Besonders betroffen sind regionale Airlines in Nordamerika und Europa, die mit kleinerem Fluggerät operieren. Ihre Piloten werden von den grossen Airlines, die wesentlich mehr zahlen und viel bessere Perspektiven bieten, abgeworben. Auch in der Kabine und an den Flughäfen herrscht Personalmangel.

Zehntausende Flight Attendants und Bodenpersonal wurden in den letzten Jahren entlassen oder in den unbezahlten Urlaub geschickt. Diese wieder ins Boot zu holen (sofern sie überhaupt gewillt sind), ist eine Herkulesaufgabe und wird noch Monate dauern. Auch bei der Hardware herrscht immer noch Mangel, da während der Krise Tausende Flugzeuge verschrottet, eingemottet oder für andere Zwecke umgebaut wurden (Fracht).

All diese Umstände werden diesen Frühling, Sommer oder vielleicht gar bis Herbst dem weltweiten Flugverkehr ziemlich viel Ungemach bescheren. Flugstornierungen, Verspätungen, volle Flüge und frustriertes Personal werden wohl bis auf weiteres zur Tagesordnung gehören oder gehören bereits dazu.

Einige Airlines greifen zwecks Schadensbegrenzung bereits zu ‘innovativen’ Methoden. Easyjet zum Beispiel reduziert wegen Personalmangel im A319 die Anzahl Sitze von 156 auf 150 um damit beim Bordpersonal gemäss Vorschrift (pro 50 Pax 1 Flugbegleiter*in) von 4 auf 3 zu reduzieren.

Noch vor ein paar Monaten konnte man im GDS Flüge beinahe ‘Carte Blanche’ buchen. Es gab freie Plätze zuhauf in allen Klassen, die Preise waren moderat und die Bedingungen flexibel. Das hat sich nun deutlich geändert. Die erhebliche Nachfrage, besonders für Nordamerika und Europa, aber auch nach Lateinamerika und schon bald auch nach Ozeanien, gekoppelt mit reduzierten oder nicht erhöhten Kapazitäten wegen Personalmangel und einer kaum vorhersehbaren Reiselust (und Geldreserven wie es scheint) wird überall zu Engpässen führen, mit daraus resultierenden Flugstornierungen, Flugplanänderungen und Verspätungen.

Die Personalsituation bei den hiesigen Reisebüros sowie der völlig ausgetrocknete Arbeitsmarkt sind bei der Bewältigung des Ansturms auch nicht unbedingt hilfreich. Kaum jemand hat diesen Boom vorausgesagt, oder zumindest nicht laut ausgesprochen. Jetzt ist er aber da!

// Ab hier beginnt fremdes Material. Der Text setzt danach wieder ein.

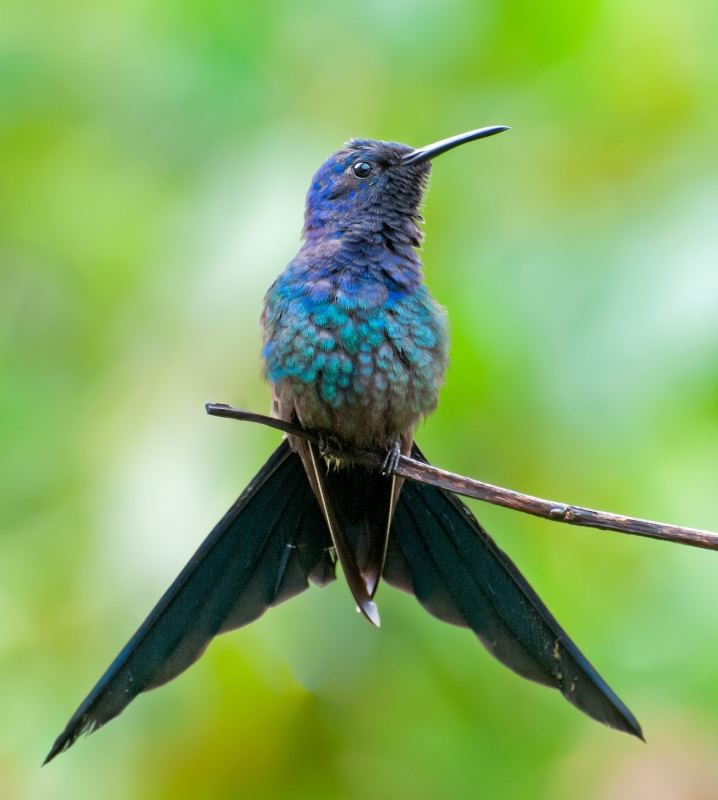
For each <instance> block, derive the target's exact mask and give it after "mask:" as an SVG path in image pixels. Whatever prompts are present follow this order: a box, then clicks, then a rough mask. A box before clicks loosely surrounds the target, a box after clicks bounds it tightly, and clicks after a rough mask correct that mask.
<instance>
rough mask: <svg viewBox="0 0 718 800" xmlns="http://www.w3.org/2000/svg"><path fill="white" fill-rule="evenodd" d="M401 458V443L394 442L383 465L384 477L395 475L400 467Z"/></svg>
mask: <svg viewBox="0 0 718 800" xmlns="http://www.w3.org/2000/svg"><path fill="white" fill-rule="evenodd" d="M400 458H401V445H400V444H399V442H394V443H393V444H392V445H391V447H389V450H388V451H387V454H386V458H385V459H384V463H383V464H382V465H381V474H382V475H393V474H394V473H395V472H396V468H397V467H398V466H399V459H400Z"/></svg>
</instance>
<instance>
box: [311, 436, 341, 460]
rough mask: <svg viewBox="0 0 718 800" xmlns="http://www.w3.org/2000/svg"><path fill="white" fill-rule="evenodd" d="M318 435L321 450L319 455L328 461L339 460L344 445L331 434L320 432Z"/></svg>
mask: <svg viewBox="0 0 718 800" xmlns="http://www.w3.org/2000/svg"><path fill="white" fill-rule="evenodd" d="M318 435H319V443H318V445H317V447H318V448H319V455H320V456H321V457H322V458H325V459H326V460H327V461H331V460H332V459H337V460H338V459H339V458H340V454H341V452H342V444H341V442H340V441H339V439H337V438H336V436H332V435H331V434H330V433H324V432H320V433H319V434H318Z"/></svg>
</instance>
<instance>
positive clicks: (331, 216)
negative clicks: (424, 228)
mask: <svg viewBox="0 0 718 800" xmlns="http://www.w3.org/2000/svg"><path fill="white" fill-rule="evenodd" d="M505 130H508V128H506V127H505V126H497V127H491V128H481V129H480V130H476V131H470V132H469V133H464V134H461V135H460V136H454V137H452V138H451V139H444V140H442V141H440V142H436V143H435V144H432V145H428V146H427V147H421V148H419V149H417V150H415V149H414V148H412V147H409V145H406V144H399V143H397V142H379V141H374V140H372V139H352V141H351V142H349V143H348V144H347V145H346V146H345V147H344V148H343V149H342V150H338V151H337V152H336V153H333V154H332V155H331V156H330V157H329V158H328V159H327V160H326V161H325V162H324V164H322V166H321V167H320V168H319V171H318V172H317V174H316V175H315V176H314V178H313V180H312V185H311V187H310V189H309V192H308V193H307V208H306V213H305V224H304V235H305V237H306V238H307V239H308V240H309V241H312V240H317V239H325V238H341V237H345V236H351V237H352V238H357V239H361V240H365V241H376V242H377V243H381V242H389V243H393V244H398V245H407V246H418V245H419V243H420V241H421V230H420V228H419V226H418V224H417V222H418V221H419V220H420V219H421V216H420V214H419V208H420V206H421V203H422V200H423V197H424V192H425V190H426V186H427V181H428V178H429V173H430V172H431V160H432V159H433V158H435V157H436V156H438V155H440V154H441V153H445V152H446V151H447V150H451V149H452V148H454V147H457V146H458V145H460V144H465V143H466V142H471V141H474V140H475V139H483V138H485V137H486V136H492V135H493V134H495V133H500V132H501V131H505Z"/></svg>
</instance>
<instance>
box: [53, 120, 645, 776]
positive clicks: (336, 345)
mask: <svg viewBox="0 0 718 800" xmlns="http://www.w3.org/2000/svg"><path fill="white" fill-rule="evenodd" d="M506 130H508V128H507V127H506V126H492V127H486V128H480V129H478V130H474V131H469V132H468V133H464V134H461V135H459V136H453V137H451V138H448V139H443V140H441V141H439V142H436V143H434V144H431V145H428V146H426V147H421V148H416V149H415V148H412V147H410V146H408V145H405V144H400V143H397V142H384V141H376V140H371V139H353V140H352V141H350V142H349V143H347V144H346V145H345V146H344V147H343V148H342V149H340V150H338V151H337V152H335V153H333V154H332V155H331V156H330V157H329V158H328V159H327V161H325V162H324V164H323V165H322V166H321V167H320V168H319V170H318V172H317V173H316V175H315V176H314V178H313V179H312V182H311V185H310V188H309V191H308V193H307V200H306V211H305V221H304V229H303V242H302V245H301V248H300V250H299V252H298V253H297V255H296V257H295V258H294V259H293V260H292V261H291V262H290V263H289V264H288V265H287V267H286V268H285V270H284V271H283V272H282V273H281V275H280V276H279V277H278V278H277V279H276V280H275V282H274V283H273V284H272V285H271V286H270V288H269V290H268V291H267V294H266V296H265V300H264V309H263V312H262V316H261V328H262V337H263V346H262V364H263V370H264V374H265V376H266V378H267V380H268V382H269V384H270V387H271V393H272V411H273V414H274V415H275V416H276V417H278V418H279V419H282V420H284V421H285V422H290V423H294V424H297V425H300V426H302V427H303V428H305V429H307V430H311V431H313V432H314V433H315V434H316V435H317V437H318V442H319V443H318V444H317V445H315V444H312V443H311V442H309V441H307V440H305V439H301V438H299V437H297V436H291V435H290V436H287V437H286V438H285V439H284V440H283V441H282V443H281V444H280V445H279V447H278V448H277V449H276V450H275V451H274V453H273V454H272V455H271V456H270V457H269V459H268V461H267V462H266V463H265V465H264V466H263V467H262V468H261V469H260V471H259V472H258V474H257V475H256V476H255V478H254V479H253V480H252V481H251V483H250V484H249V486H247V488H246V489H245V490H244V492H242V494H241V495H240V496H239V498H238V499H237V501H236V502H235V503H234V504H233V505H232V507H231V508H230V509H229V511H228V512H227V514H226V515H225V516H224V517H223V519H222V520H221V521H220V522H219V523H218V524H217V525H216V526H215V528H214V529H213V531H212V532H211V533H210V534H209V536H208V537H207V538H206V539H205V541H204V542H203V543H202V544H201V545H200V547H199V549H198V550H197V552H196V553H195V554H194V556H193V557H192V558H191V560H190V561H189V563H188V564H187V566H186V567H185V568H184V569H183V570H182V572H181V573H180V575H179V576H178V577H177V579H176V580H175V581H174V583H173V584H172V585H171V586H170V588H169V589H168V590H167V592H166V593H165V594H164V596H163V597H162V598H161V599H160V601H159V602H158V603H157V605H156V606H155V608H154V609H153V610H152V612H151V613H150V615H149V616H148V617H147V619H146V620H145V622H144V623H143V624H142V625H141V627H140V628H139V630H138V631H137V632H136V633H135V635H134V636H133V637H132V638H131V639H130V641H129V642H128V643H127V645H126V646H125V648H124V649H123V650H122V651H121V652H120V654H119V655H118V656H117V658H116V659H115V661H114V662H113V663H112V664H111V665H110V667H109V668H108V670H107V671H106V672H105V674H104V675H103V676H102V677H101V678H100V680H99V682H98V683H97V685H96V686H95V687H94V689H93V690H92V691H91V692H90V694H89V695H88V696H87V698H86V699H85V700H84V701H83V703H82V704H81V705H80V707H79V708H78V709H77V711H76V712H75V714H74V715H73V717H72V718H71V719H70V721H69V723H68V724H67V726H66V728H65V730H64V731H63V732H62V734H61V735H60V736H59V737H58V738H57V740H56V741H55V744H54V745H53V747H52V749H51V751H50V753H49V755H48V756H47V759H46V760H45V763H47V762H49V761H50V760H52V759H53V758H54V757H55V756H56V755H58V753H61V752H62V751H64V750H66V749H67V748H68V747H70V746H71V745H72V744H73V743H74V742H75V741H76V739H77V738H78V736H79V735H80V734H82V733H91V732H92V731H94V730H96V729H97V728H100V727H101V726H102V725H104V724H105V723H106V722H108V721H109V720H111V719H112V718H114V717H116V716H117V715H118V714H119V713H120V712H121V711H122V710H123V709H124V708H126V707H127V705H128V704H129V703H130V702H131V701H132V700H133V699H134V698H135V697H136V696H137V695H138V694H140V693H141V692H144V691H147V690H149V689H153V688H155V687H157V686H160V685H162V684H164V683H166V682H167V681H170V680H172V679H173V678H175V677H176V676H177V675H179V674H180V673H181V672H183V671H184V670H185V669H187V668H188V667H189V666H190V665H191V664H192V663H194V662H195V661H196V660H197V659H198V658H199V657H200V656H201V655H202V653H203V652H204V650H205V649H206V647H207V645H208V644H209V642H210V641H211V640H212V639H213V638H214V637H215V636H216V635H218V634H220V633H224V632H226V631H229V630H232V629H235V628H239V627H241V626H243V625H246V624H248V623H250V622H252V621H253V620H255V619H257V618H258V617H259V616H261V615H262V614H263V613H264V612H265V611H266V610H267V609H268V608H270V607H272V606H275V605H277V604H278V603H280V602H283V601H284V600H287V599H289V598H290V597H293V596H294V595H296V594H298V593H299V592H301V591H303V590H305V589H306V588H308V585H309V582H312V583H314V584H315V585H318V586H320V587H321V586H325V585H327V584H328V583H330V582H331V581H333V580H335V577H336V563H337V562H338V563H339V564H340V566H341V568H342V571H343V573H344V576H345V579H346V581H347V583H348V585H349V588H350V590H351V593H352V595H353V599H354V601H355V602H356V605H357V608H358V609H359V610H360V611H361V612H362V614H363V615H364V616H365V617H366V618H367V620H369V622H370V623H372V624H373V625H376V626H379V624H380V618H379V613H378V608H377V605H376V602H375V596H376V592H377V589H378V587H379V585H380V582H381V581H382V580H383V581H385V582H386V583H387V584H389V585H391V586H393V587H395V588H398V589H402V590H404V591H406V592H409V593H411V594H413V595H414V596H415V597H416V598H417V599H418V600H419V602H420V603H421V604H422V605H423V606H424V608H425V609H426V610H427V611H428V612H429V613H431V614H432V615H434V616H435V617H437V618H439V619H440V620H443V621H445V622H448V623H451V624H454V625H459V626H462V627H466V628H469V629H470V630H472V631H473V632H474V633H475V634H476V636H477V637H478V638H479V640H480V641H481V643H482V644H483V645H484V647H485V648H486V649H487V650H488V651H489V652H490V653H491V654H492V655H493V656H494V657H495V658H497V659H498V660H499V661H500V662H502V663H503V664H505V665H506V666H507V667H509V668H510V669H512V670H513V671H514V672H516V673H518V674H519V675H521V676H523V677H524V678H528V679H529V680H532V681H535V682H537V683H540V684H544V685H546V686H550V687H553V688H556V689H558V690H559V691H560V692H561V693H562V694H563V696H564V697H565V698H566V699H567V700H568V701H569V702H571V703H572V704H573V705H574V706H576V707H577V708H579V709H580V710H581V711H583V712H585V713H586V714H587V715H588V716H590V717H592V718H593V719H595V720H597V721H599V722H602V723H604V724H606V725H608V726H609V727H612V728H615V729H617V730H621V731H625V732H626V733H629V734H632V735H634V736H638V737H639V738H643V735H642V732H641V727H640V725H639V724H638V722H637V720H636V719H635V717H634V716H633V714H632V713H631V712H630V711H629V710H628V708H627V707H626V706H625V705H624V704H623V702H622V701H621V700H620V699H619V698H618V696H617V695H616V694H615V693H614V692H613V690H612V689H611V688H610V687H609V686H608V684H607V683H606V682H605V681H604V680H603V678H601V676H600V675H599V674H598V672H597V671H596V670H595V669H594V667H593V666H592V665H591V664H590V663H589V661H588V660H587V659H586V657H585V656H584V655H583V654H582V653H581V652H580V650H579V649H578V647H577V646H576V645H575V644H574V643H573V641H572V640H571V639H570V638H569V636H568V634H567V633H566V632H565V631H564V630H563V629H562V628H561V626H560V625H559V624H558V622H557V621H556V619H555V618H554V617H553V616H552V614H551V613H550V612H549V610H548V609H547V608H546V606H545V605H544V604H543V602H542V601H541V600H540V598H539V597H538V595H537V594H536V592H535V591H534V590H533V589H532V588H531V586H530V585H529V584H528V582H527V581H526V579H525V578H524V577H523V576H522V575H521V573H520V572H519V570H518V569H517V567H516V566H515V565H514V564H513V562H512V561H511V560H510V559H509V557H508V556H507V555H506V554H505V553H504V552H503V551H502V550H500V549H499V548H498V547H497V545H496V544H495V543H494V541H493V540H492V539H491V538H490V537H489V535H488V534H487V533H486V531H485V530H484V529H483V528H482V526H481V525H480V524H479V522H478V521H477V519H476V517H475V516H474V515H473V514H472V512H471V511H470V510H469V508H468V507H467V506H466V505H465V504H464V503H462V502H461V501H460V500H459V499H458V498H457V497H456V496H455V495H454V494H452V493H450V492H448V491H445V490H443V489H440V488H437V487H434V486H429V485H426V484H421V483H414V482H406V484H404V481H403V479H401V478H399V477H398V476H397V475H396V474H395V473H394V469H395V467H396V465H397V463H398V459H399V458H400V456H402V455H410V456H411V457H412V458H415V459H418V460H422V461H426V459H425V458H424V456H423V454H422V452H421V450H420V449H419V448H418V446H417V444H416V443H415V442H414V431H415V429H416V427H417V425H418V423H419V422H420V421H421V420H422V419H423V418H425V417H426V416H427V415H428V414H430V413H431V412H432V411H434V410H435V409H436V407H437V402H438V396H439V391H440V389H441V387H442V386H443V384H444V382H445V377H446V370H447V366H448V361H449V356H448V352H449V339H448V328H447V318H446V314H445V312H444V310H443V309H442V308H441V307H440V306H439V305H438V303H436V301H435V300H434V299H433V298H432V297H431V295H430V294H429V292H428V290H427V288H426V286H425V284H424V280H423V272H422V263H421V260H420V258H419V253H418V250H419V248H420V246H421V243H422V239H423V232H422V229H421V227H420V223H422V222H423V219H422V216H421V207H422V203H423V199H424V195H425V192H426V189H427V185H428V180H429V175H430V172H431V168H432V162H433V159H435V158H436V157H437V156H439V155H441V154H443V153H446V152H447V151H449V150H452V149H454V148H456V147H458V146H460V145H463V144H466V143H468V142H472V141H475V140H479V139H484V138H487V137H490V136H493V135H495V134H498V133H501V132H503V131H506ZM343 449H348V450H352V449H354V450H356V449H359V450H371V451H373V452H377V453H381V454H382V456H383V467H382V469H370V468H368V467H365V466H362V465H360V464H356V463H349V462H348V461H346V460H342V458H341V454H342V450H343Z"/></svg>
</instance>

Eigentlich ein Grund zu frohlocken. Das positive Momentum wird jedoch durch alle oben genannten Widrigkeiten, sowie weiteren Faktoren, ausgebremst, und das ist sehr ärgerlich. Leider ist zurzeit keine schnelle Lösung in Sicht. Es bleibt also nur, frei nach Anita Weyermann, ‘Gring ache u seckle’ übrig, sowie die Hoffnung auf eine Erholung bis Ende Jahr, sofern wir bis dann nicht von der nächsten Krise erfasst werden.